Comment 7 Marek Kašík 2010-04-16 13:24:43 UTC 
Hi Audu,

I'm confirming that the cairo upstream patch from the bug #24693 fixes this crash. I'm reassigning this to cairo.

Thank you for your informations

Marek
Comment 8 Marek Kašík 2010-04-16 13:35:17 UTC 
*** Bug 557388 has been marked as a duplicate of this bug. ***
Comment 9 Marek Kašík 2010-05-13 08:51:19 UTC 
*** Bug 591621 has been marked as a duplicate of this bug. ***
Comment 10 Marek Kašík 2010-05-13 08:51:28 UTC 
*** Bug 591623 has been marked as a duplicate of this bug. ***
Comment 11 Fedora Admin XMLRPC Client 2010-06-17 15:24:05 UTC 
This package has changed ownership in the Fedora Package Database.  Reassigning to the new owner of this component.

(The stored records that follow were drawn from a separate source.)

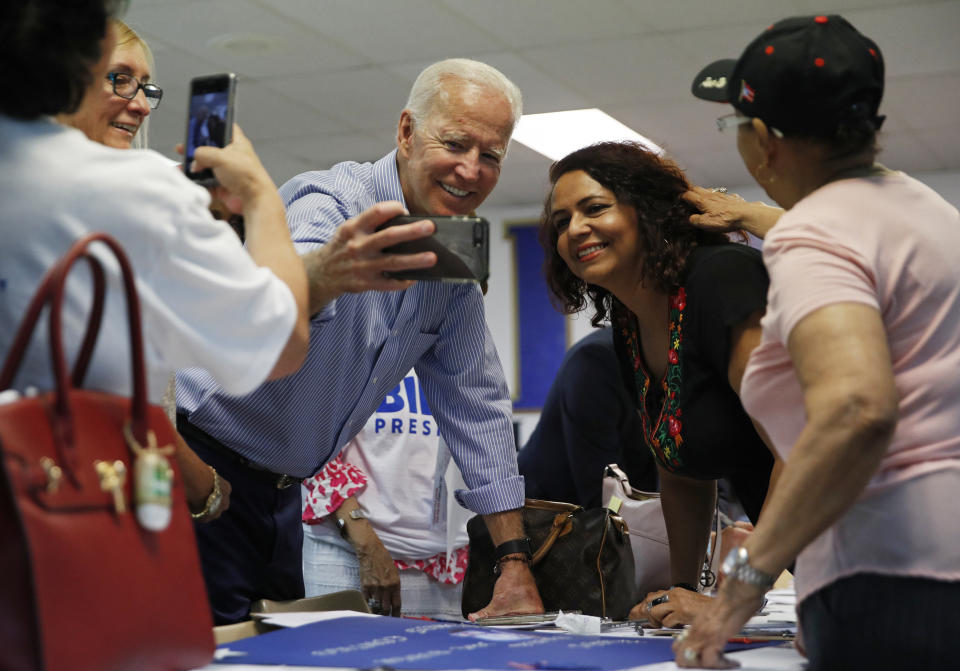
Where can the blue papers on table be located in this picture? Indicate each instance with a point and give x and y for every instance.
(360, 641)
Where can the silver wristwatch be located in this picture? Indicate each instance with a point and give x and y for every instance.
(737, 566)
(355, 514)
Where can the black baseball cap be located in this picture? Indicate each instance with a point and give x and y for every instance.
(803, 75)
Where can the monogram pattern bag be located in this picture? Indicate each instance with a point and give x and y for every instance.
(582, 560)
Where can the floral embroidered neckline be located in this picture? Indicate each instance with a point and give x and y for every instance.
(664, 436)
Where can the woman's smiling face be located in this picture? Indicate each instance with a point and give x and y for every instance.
(104, 116)
(597, 236)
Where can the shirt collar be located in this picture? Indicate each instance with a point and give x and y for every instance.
(386, 179)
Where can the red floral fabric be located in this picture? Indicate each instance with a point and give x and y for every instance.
(338, 481)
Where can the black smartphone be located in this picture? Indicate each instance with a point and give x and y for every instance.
(461, 243)
(209, 118)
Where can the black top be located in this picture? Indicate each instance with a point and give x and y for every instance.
(693, 422)
(589, 420)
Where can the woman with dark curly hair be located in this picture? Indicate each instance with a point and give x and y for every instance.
(685, 305)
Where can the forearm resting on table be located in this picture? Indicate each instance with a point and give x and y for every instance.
(843, 364)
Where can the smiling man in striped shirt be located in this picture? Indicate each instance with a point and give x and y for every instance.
(367, 332)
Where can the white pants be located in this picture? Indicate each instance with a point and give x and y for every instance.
(331, 568)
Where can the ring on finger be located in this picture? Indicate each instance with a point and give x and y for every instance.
(659, 600)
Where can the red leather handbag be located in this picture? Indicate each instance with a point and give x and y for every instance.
(84, 585)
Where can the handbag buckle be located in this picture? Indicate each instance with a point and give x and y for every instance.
(54, 474)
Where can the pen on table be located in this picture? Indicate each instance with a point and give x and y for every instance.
(756, 639)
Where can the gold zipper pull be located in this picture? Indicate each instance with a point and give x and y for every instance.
(112, 478)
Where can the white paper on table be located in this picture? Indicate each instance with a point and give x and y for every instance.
(300, 618)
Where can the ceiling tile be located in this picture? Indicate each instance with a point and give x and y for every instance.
(390, 32)
(526, 23)
(615, 71)
(915, 39)
(924, 101)
(368, 98)
(324, 151)
(195, 27)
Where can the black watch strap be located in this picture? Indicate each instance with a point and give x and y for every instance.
(515, 546)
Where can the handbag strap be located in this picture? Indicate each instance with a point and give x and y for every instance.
(561, 523)
(51, 292)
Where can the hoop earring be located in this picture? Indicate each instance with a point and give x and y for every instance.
(763, 170)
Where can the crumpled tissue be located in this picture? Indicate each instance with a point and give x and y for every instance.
(576, 623)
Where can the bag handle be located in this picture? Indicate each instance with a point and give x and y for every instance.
(51, 292)
(561, 524)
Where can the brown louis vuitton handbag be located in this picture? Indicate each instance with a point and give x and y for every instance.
(91, 578)
(581, 560)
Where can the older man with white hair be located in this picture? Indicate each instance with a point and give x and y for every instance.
(368, 331)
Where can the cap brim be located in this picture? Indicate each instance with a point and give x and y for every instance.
(713, 82)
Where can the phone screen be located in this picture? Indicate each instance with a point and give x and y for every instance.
(210, 116)
(461, 244)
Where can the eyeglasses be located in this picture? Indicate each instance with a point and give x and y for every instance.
(127, 86)
(729, 122)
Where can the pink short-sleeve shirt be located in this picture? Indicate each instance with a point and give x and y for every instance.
(893, 244)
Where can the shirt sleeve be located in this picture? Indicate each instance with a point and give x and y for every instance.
(811, 268)
(317, 203)
(726, 286)
(330, 487)
(464, 383)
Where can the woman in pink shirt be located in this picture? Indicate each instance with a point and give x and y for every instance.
(854, 378)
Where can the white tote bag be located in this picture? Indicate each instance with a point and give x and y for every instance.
(648, 532)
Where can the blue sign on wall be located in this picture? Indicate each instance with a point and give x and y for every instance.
(541, 328)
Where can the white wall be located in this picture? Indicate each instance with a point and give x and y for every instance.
(501, 296)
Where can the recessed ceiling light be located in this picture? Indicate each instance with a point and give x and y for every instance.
(556, 134)
(248, 43)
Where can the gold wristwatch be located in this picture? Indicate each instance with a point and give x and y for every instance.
(213, 500)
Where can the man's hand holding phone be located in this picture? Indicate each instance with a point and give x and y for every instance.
(353, 260)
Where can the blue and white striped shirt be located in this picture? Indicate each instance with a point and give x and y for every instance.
(361, 346)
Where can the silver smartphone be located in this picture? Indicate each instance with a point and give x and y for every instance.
(461, 243)
(209, 119)
(519, 620)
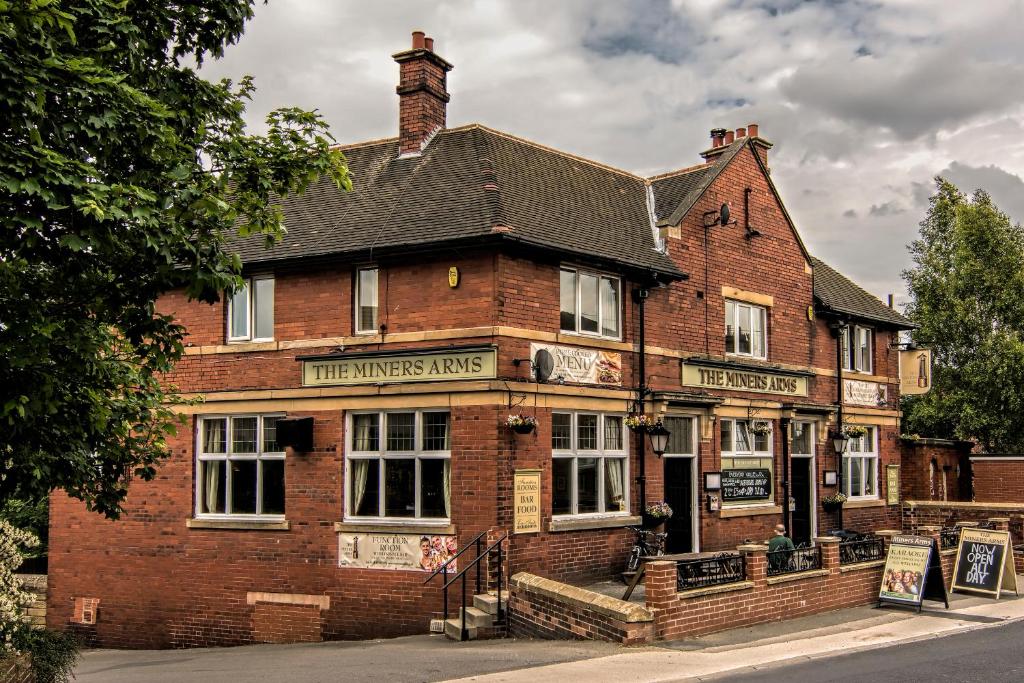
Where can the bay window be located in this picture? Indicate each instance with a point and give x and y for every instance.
(589, 464)
(860, 466)
(240, 468)
(398, 465)
(590, 303)
(744, 330)
(250, 310)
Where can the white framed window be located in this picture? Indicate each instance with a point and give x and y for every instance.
(747, 455)
(802, 441)
(682, 435)
(367, 306)
(250, 310)
(240, 468)
(857, 355)
(590, 467)
(860, 466)
(745, 330)
(398, 465)
(591, 303)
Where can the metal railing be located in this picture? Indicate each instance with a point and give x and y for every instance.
(496, 548)
(792, 561)
(864, 549)
(723, 568)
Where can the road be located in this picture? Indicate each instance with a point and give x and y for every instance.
(985, 655)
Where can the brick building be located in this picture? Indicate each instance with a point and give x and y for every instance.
(406, 319)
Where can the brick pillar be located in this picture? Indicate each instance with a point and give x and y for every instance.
(829, 552)
(660, 585)
(755, 562)
(1001, 523)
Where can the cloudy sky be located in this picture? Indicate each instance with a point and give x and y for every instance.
(865, 100)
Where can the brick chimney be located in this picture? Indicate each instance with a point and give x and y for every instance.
(422, 93)
(722, 138)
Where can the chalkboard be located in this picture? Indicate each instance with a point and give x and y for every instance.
(912, 572)
(745, 484)
(984, 562)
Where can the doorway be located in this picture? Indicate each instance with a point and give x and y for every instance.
(803, 493)
(679, 496)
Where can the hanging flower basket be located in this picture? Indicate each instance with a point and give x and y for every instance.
(638, 422)
(521, 424)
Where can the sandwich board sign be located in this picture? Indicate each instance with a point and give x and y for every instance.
(912, 572)
(984, 562)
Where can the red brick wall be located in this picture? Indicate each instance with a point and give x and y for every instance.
(998, 480)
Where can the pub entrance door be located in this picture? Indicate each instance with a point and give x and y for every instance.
(803, 493)
(679, 485)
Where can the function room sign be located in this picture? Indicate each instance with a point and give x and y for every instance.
(472, 364)
(743, 379)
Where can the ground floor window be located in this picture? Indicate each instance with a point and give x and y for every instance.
(860, 465)
(398, 465)
(240, 468)
(589, 464)
(748, 464)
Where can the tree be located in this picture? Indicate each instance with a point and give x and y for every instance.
(967, 288)
(123, 173)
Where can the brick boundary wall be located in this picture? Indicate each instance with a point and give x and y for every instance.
(544, 608)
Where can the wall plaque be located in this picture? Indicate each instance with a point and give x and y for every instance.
(526, 501)
(456, 365)
(743, 380)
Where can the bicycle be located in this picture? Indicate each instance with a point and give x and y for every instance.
(646, 544)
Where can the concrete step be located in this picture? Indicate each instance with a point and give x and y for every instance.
(488, 602)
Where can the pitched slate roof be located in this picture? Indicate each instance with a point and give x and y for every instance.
(836, 293)
(470, 183)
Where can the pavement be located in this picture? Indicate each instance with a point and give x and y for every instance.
(721, 655)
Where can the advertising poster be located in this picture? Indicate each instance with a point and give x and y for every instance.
(583, 366)
(396, 551)
(984, 562)
(906, 569)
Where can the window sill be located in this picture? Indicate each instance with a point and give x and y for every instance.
(865, 503)
(392, 527)
(240, 524)
(751, 511)
(584, 523)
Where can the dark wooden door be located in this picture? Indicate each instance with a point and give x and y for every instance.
(679, 496)
(802, 482)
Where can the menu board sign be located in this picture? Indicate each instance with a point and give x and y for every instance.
(745, 484)
(984, 562)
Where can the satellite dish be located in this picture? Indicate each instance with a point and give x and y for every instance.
(544, 365)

Comment 12 Fedora Update System 2010-09-08 00:07:45 UTC 
cairo-1.10.0-1.fc14 has been submitted as an update for Fedora 14.

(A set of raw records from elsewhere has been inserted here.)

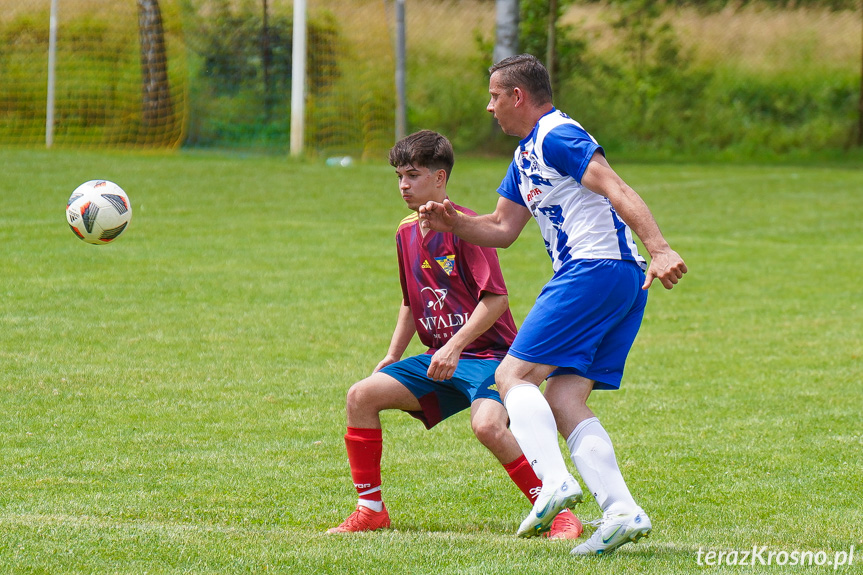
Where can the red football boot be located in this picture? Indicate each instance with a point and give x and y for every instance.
(364, 519)
(565, 526)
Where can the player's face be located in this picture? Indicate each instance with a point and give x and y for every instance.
(502, 105)
(420, 185)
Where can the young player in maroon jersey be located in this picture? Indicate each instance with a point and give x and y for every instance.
(455, 300)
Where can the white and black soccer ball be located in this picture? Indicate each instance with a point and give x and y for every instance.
(98, 211)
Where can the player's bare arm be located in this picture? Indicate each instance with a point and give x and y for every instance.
(488, 310)
(402, 335)
(498, 229)
(666, 265)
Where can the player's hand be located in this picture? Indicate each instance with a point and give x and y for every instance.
(443, 364)
(667, 266)
(388, 360)
(438, 217)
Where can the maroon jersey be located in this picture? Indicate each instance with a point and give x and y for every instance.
(442, 279)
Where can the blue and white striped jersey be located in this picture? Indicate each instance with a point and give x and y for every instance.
(545, 176)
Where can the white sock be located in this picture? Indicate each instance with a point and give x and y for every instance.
(593, 456)
(532, 423)
(377, 506)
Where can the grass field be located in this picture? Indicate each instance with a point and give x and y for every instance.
(174, 402)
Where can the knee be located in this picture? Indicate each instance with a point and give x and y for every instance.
(490, 432)
(358, 397)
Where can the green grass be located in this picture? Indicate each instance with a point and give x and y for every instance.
(174, 402)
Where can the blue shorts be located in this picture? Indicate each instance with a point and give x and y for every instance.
(473, 379)
(585, 320)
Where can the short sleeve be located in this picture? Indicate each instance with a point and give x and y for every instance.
(509, 187)
(568, 149)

https://admin.fedoraproject.org/updates/cairo-1.10.0-1.fc14
Comment 13 Fedora Update System 2010-09-08 03:17:51 UTC 
cairo-1.10.0-1.fc14 has been pushed to the Fedora 14 testing repository.  If problems still persist, please make note of it in this bug report.

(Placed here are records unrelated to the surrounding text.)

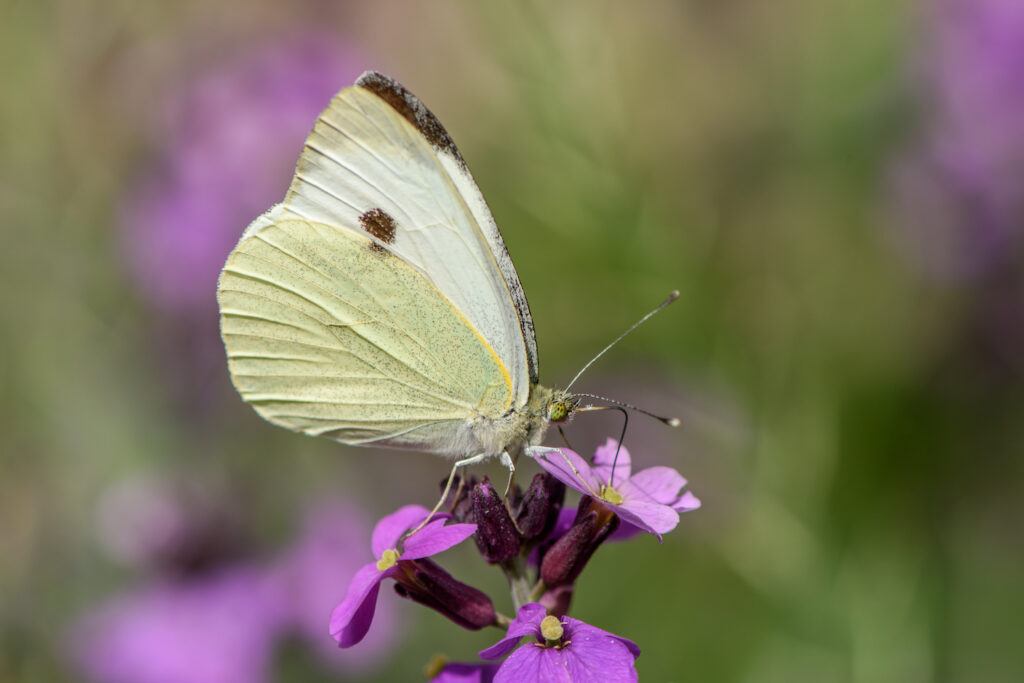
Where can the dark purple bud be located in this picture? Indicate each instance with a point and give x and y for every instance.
(538, 512)
(557, 600)
(566, 558)
(425, 582)
(496, 532)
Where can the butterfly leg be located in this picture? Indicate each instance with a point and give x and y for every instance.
(506, 460)
(475, 460)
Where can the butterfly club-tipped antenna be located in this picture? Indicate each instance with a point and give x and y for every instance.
(568, 402)
(672, 297)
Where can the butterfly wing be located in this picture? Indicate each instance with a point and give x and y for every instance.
(377, 151)
(330, 334)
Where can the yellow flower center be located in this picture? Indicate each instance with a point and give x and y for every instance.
(610, 495)
(388, 559)
(551, 629)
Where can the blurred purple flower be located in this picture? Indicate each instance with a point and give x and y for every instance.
(648, 500)
(960, 189)
(460, 672)
(562, 649)
(219, 629)
(396, 558)
(225, 155)
(217, 619)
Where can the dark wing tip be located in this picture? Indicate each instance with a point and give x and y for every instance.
(411, 109)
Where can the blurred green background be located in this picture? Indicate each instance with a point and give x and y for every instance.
(850, 391)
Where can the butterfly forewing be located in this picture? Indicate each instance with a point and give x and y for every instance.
(330, 334)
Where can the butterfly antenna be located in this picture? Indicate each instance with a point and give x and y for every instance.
(672, 422)
(672, 297)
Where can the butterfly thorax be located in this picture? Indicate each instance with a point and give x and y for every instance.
(514, 430)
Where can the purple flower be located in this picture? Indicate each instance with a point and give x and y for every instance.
(218, 629)
(648, 500)
(227, 613)
(313, 573)
(958, 187)
(225, 155)
(419, 579)
(461, 672)
(561, 649)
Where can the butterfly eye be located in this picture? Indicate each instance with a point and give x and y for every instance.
(558, 411)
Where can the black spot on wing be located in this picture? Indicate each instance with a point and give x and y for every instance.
(410, 107)
(378, 223)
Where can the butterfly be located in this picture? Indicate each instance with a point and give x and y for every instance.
(377, 305)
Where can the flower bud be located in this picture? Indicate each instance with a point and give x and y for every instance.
(538, 511)
(566, 558)
(496, 532)
(425, 582)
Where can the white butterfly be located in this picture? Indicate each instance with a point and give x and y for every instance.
(377, 304)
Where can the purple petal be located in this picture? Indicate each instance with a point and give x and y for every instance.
(526, 623)
(652, 517)
(581, 630)
(459, 672)
(686, 503)
(597, 655)
(227, 623)
(568, 468)
(435, 538)
(351, 619)
(658, 484)
(605, 455)
(389, 529)
(534, 663)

 If you want to test the update, you can install it with 
 su -c 'yum --enablerepo=updates-testing update cairo'.  You can provide feedback for this update here: https://admin.fedoraproject.org/updates/cairo-1.10.0-1.fc14
Comment 14 Benjamin Otte 2010-09-08 14:14:34 UTC 
*** Bug 629146 has been marked as a duplicate of this bug. ***
Comment 15 Fedora Update System 2010-09-11 03:31:38 UTC 
cairo-1.10.0-1.fc14 has been pushed to the Fedora 14 stable repository.  If problems still persist, please make note of it in this bug report.